Jax, Flax, & Macs
JAX is a powerful tensor manipulation and autograd library that has seen a surge in popularity recently. It’s also one of the key dependencies in Google’s neural network library Flax. However, trying to install it on an M1 Mac can be a bit tricky. Today I managed to get it running on a 2021 Macbook Pro M1 without too many problems, so I’ve shared the Python environment here to help others facing the same problem. Once downloaded, and in a virtual environment, the key dependencies can be installed by running:
pip install --upgrade pip
pip install -r flax-requirements.txt
And that should (hopefully) do it.
Out of curiosity I ran a quick test using a CNN on MNIST to see how well the M1 chip does against a Colab GPU. I ran the example code and recorded how long 10 training and evaluation epochs took with a fixed batch size of 32.
Device | Running Time |
---|---|
M1 Pro (10 Core) | 3m 3s |
Colab GPU | 1m 7s |
Colab CPU | ~ 20m |
My 10 core M1 Pro ran 10 epochs in 3 minutes and 3 seconds, where the Colab GPU took only 1 minute and 7 seconds. Though nearly 3x slower, I don’t think this is too bad for a CPU, and will be great for development environments. This story might change a lot depending on batch sizes and workloads, so take this with a pinch of salt. For reference though, a Colab CPU took around 20 minutes to run the same code, so the M1 CPU is certainly doing something right.
PyMC & BlackJAX #
Another reason you might want to use JAX is for probabilistic programming in PyMC. Using a JAX-based backend (BlackJAX) it’s possible to speed up model compilation and fitting quite considerably. I also ran a quick comparison using a simple linear regression with 2000 data points to test sampling and compilation times in PyMC and CmdStan. I ran each model 5 times and took the lowest number for both sampling time and end-to-end time, including compilation.

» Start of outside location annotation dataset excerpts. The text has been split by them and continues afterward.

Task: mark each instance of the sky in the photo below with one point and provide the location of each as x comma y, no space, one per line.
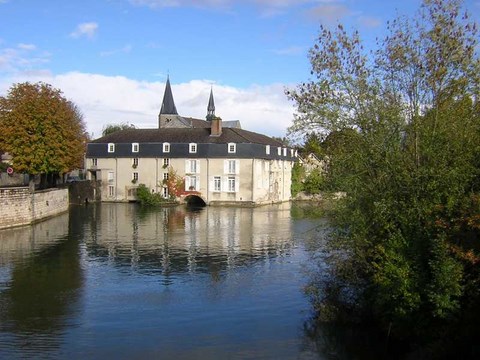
112,57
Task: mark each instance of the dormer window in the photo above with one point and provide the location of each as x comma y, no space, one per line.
166,147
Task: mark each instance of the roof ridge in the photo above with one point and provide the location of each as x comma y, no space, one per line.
235,131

Sampler | Sampling Time | End-to-end Time |
---|---|---|
CmdStan 2.30.0 | 1.1s | 6.7s |
PyMC 4.2.2 | 9.0s | 10.9s |
PyMC 4.2.2 + BlackJAX | 2.8s | 3.6s |
PyMC 4.2.2 + NumPyro | 1.8s | 2.8s |
Interestingly, base PyMC was slowest in both cases, but benefitted a lot from using the BlackJAX and NumPyro backends. The CmdStan sampler was fastest, but takes a while longer to compile meaning the end-to-end time was slower. This benchmark is far from exhaustive, and depending on model specification and dataset size, I suspect these results could change a lot.